If one takes confirmation to work on a case-by-case, statement-by-statement basis, no one would argue with the claim that the story we should tell about how to confirm P is very different from the story we should tell about how to confirm (P v ~P). Whether or not we should take confirmation to work that way is a question for another time. Your claim about truth-making, however, seems to put you in a very strange and awkward position, and it looks like a position you have to good reason to put yourself in.

You admit that P is made true by the way snow is, and that ~P is made false by the same thing. Why not extend that analysis in a straightforward way, given the way that the truth or falsity of disjunctions and conjunctions works as a function of the truth or falsity of their components, to cover the way that (P v ~P) is made true and (P & ~P) is made false? Why, in other words, take anything but the way that snow is to do any work in the story we tell about how complex statements entirely about snow are, or are not, made true?










*I take it that some (but not all) formulations of the epistemic distinction are at least strongly suggested by the truth-making distinction, but again, that's a separate issue. And, of course, the epistemic distinctions can be quite independently motivated, and it's not uncommon to read defenses of (epistemic senses of) the analytic/synthetic distinction by theorists who profess to be unsure about how seriously to take talk of things being made true by virtue of anything but the objects referred to in the sentences being the way the sentence says they are.
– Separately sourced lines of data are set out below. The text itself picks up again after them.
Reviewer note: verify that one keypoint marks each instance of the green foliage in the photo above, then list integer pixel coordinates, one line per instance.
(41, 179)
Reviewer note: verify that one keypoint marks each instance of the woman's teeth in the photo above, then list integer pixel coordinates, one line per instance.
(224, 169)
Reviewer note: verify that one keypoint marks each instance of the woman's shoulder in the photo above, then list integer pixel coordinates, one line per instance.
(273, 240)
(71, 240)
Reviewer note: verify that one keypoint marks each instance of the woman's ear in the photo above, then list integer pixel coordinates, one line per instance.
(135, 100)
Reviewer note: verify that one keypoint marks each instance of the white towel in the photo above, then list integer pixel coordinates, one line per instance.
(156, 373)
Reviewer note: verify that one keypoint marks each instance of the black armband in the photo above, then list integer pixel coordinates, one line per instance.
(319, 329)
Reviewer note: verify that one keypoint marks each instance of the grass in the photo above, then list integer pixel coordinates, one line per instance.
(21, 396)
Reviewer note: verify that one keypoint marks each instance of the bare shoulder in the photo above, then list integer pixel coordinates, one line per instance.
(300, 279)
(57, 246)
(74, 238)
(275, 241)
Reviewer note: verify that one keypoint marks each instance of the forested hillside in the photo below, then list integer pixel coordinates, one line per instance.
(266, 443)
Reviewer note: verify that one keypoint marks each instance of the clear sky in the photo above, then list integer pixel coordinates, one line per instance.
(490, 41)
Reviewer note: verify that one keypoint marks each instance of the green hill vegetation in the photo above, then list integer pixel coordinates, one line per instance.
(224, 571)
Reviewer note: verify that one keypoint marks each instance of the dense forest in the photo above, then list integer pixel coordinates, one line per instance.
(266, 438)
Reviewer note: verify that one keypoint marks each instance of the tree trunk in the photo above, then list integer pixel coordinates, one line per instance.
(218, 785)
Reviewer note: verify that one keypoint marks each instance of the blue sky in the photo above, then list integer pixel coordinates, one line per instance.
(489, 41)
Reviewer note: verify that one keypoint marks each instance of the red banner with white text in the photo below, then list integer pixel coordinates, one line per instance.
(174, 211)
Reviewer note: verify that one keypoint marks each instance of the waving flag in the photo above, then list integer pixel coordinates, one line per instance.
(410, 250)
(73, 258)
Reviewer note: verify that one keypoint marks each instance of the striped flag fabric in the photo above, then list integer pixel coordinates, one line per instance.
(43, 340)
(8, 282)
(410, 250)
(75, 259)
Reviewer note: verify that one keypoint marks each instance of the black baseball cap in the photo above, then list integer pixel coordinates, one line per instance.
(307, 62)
**By way of at least gesturing at an example of the sort of thing I'm talking about, an expressivist version of the truth-making distinction holds that the way that analytic statements become true has something to do with the way they express the speaker's commitment to certain vaguely-defined linguistic norms or "rules of use" that have somehow made it into our language. I think that the evidence for the existence of such "rules" is non-existent and that demands for precise explanation of what these "rules" would or could even consist of tend to be met with vague and rather unhelpful analogies. To say that two people who set up a chess board and then move around the pieces in disallowed ways are "violating the rules of chess" is simply to say that their game is inconsistent with a bunch of actual written rules explicitly stipulated and agreed on by a bunch of human beings, and that as such what they're doing doesn't count as an instance of chess. To say that asserting a contradiction amounts to violating "rules of use" or whatever, on the other hand, is to say nothing that even could be remotely similar, both because languages arise not from explicit stipulation and agreement but in a sprawling, unplanned way, and because--assuming a logically orthodox picture of things--contradictions definitely count as instances of language. The classical assumption that contradictions are always false entails that they are meaningful, understandable bits of whatever language they are asserted in.

***We're talking about very, very closely related falsehoods at that, considering that the second statement is actually entailed by the first one, which should underline the strangeness lurking in all of this.